“Of course I will!” I said. “Put me down for myself plus one!”
With two days to go, I still haven’t found anyone to go with me and the bride is making noises about names for the placement cards at the wedding reception.
I email the groom.
“My first choice date has fallen ill and might not recover in time, but I’m sure I can find someone else,” I write.
I realise almost immediately after sending the message that this doesn’t really buy me any time or put me in any better a position, and that now I will probably also have to make up a lie about a non-existent date and a mystery illness. I decide that I’ll email them back the next day and say that I caught whatever it was, too, and that I’m sorry but I won’t be able to make it after all.

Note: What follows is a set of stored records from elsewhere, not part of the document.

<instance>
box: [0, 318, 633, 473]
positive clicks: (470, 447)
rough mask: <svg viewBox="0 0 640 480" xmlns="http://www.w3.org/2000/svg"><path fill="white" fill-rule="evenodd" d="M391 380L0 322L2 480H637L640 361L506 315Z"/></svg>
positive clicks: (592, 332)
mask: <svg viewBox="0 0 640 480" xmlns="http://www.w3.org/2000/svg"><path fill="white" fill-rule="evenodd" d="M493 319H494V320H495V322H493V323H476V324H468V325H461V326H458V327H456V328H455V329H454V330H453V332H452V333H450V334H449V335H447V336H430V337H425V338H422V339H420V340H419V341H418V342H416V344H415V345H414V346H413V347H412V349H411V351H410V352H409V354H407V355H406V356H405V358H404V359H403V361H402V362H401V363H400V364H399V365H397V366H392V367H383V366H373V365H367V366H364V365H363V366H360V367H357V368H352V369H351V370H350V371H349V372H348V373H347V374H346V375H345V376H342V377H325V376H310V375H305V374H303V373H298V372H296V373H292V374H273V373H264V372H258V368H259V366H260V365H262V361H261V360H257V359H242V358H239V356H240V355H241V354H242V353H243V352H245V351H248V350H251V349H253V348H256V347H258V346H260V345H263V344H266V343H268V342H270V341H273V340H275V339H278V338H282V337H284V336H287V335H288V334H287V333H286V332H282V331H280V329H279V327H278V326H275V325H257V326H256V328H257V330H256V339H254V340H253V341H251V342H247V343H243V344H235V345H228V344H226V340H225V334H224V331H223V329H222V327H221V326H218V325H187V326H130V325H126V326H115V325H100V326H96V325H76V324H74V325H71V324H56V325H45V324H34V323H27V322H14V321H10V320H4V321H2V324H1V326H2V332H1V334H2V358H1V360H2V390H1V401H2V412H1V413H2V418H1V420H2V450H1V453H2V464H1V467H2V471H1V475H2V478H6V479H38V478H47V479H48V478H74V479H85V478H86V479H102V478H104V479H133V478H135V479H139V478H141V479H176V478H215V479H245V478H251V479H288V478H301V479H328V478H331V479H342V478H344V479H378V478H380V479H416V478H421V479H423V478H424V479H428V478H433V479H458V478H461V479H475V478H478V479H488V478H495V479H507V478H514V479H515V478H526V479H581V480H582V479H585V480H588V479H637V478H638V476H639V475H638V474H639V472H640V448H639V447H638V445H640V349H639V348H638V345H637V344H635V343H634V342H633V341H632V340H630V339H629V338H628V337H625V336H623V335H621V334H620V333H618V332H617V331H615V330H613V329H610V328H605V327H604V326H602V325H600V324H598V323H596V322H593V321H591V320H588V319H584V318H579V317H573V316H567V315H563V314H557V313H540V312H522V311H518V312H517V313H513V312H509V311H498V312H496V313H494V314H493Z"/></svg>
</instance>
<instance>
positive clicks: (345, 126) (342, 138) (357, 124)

In the end I go to the wedding alone. I feel indignant because no-one even asks me how my pretend date is doing after falling ill.
It’s the party after the meal and towards the end of the night, the DJ changes the music so that people can slow dance. Everyone pairs up apart from me. I sit on the side of the dance floor. The look I’m trying to go for is “Don’t mind me. I’m happy for all of you, in love with each other. But I’m also happy to just sit here, thinking my whimsical thoughts.”
I see two girls, who also came alone, dancing with each other happily. What a nerve, I think. One of them could easily have asked me to dance. They start laughing. I make eye contact with one of them. I laugh as well. I don’t know what we’re all laughing about.